Welche mathematischen Erkenntnisse aus dem Alten China treten heutzutage noch hervor?
Es gibt zwei Lehrsätze, die in die Geschichte eingegangen sind: der chinesische Restsatz, ein Berechnungsverfahren aus der Arithmetik des Mathematikers Sun Zi (vermutlich 3. Jahrhundert) und die Li Shanlan- oder Li Renshu-Identität in der Kombinatorik (19. Jahrhundert) des Mathematikers Li Shanlan.
Satz des Pythagoras im Zhoubi suanjing 周髀算經 (Math. Klassiker des Gnomons der Zhou), Edition von 1213 Shanghai Library
Das Verständnis der chinesischen mathematischen Erkenntnisse war nicht ganz einfach. Dies mag ein Grund dafür gewesen sein, warum sie in Europa zunächst nicht bekannt waren.

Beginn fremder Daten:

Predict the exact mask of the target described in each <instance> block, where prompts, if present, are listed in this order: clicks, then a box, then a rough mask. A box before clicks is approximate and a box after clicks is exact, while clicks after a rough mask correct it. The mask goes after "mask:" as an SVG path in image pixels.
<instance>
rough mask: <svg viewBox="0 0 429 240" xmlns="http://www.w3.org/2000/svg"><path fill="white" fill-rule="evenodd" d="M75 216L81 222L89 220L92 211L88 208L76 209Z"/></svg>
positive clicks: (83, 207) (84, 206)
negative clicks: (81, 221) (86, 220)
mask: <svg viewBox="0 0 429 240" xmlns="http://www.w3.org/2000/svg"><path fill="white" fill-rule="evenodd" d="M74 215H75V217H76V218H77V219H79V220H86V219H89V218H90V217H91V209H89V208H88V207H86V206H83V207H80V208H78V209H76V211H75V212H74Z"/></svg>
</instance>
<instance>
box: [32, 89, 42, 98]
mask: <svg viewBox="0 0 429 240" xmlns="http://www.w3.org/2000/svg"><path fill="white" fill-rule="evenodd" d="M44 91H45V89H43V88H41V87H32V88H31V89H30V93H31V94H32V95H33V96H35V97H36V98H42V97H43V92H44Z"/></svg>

Shifa Bambusmanuskript - Bambusspleißen-Schriftrollen
Selbst Genies wie Isaac Newton und keiner der großen Mathematikhistoriker der europäischen Moderne konnten alte chinesische Mathematiktexte lesen. Dies bedarf einer sehr speziellen Ausbildung und fundierter Sprachkenntnisse – zusätzlich zum Verständnis der Mathematik. Westliche Historiker setzen sich erst seit den 1950er Jahren intensiver mit der chinesischen Mathematikgeschichte auseinander.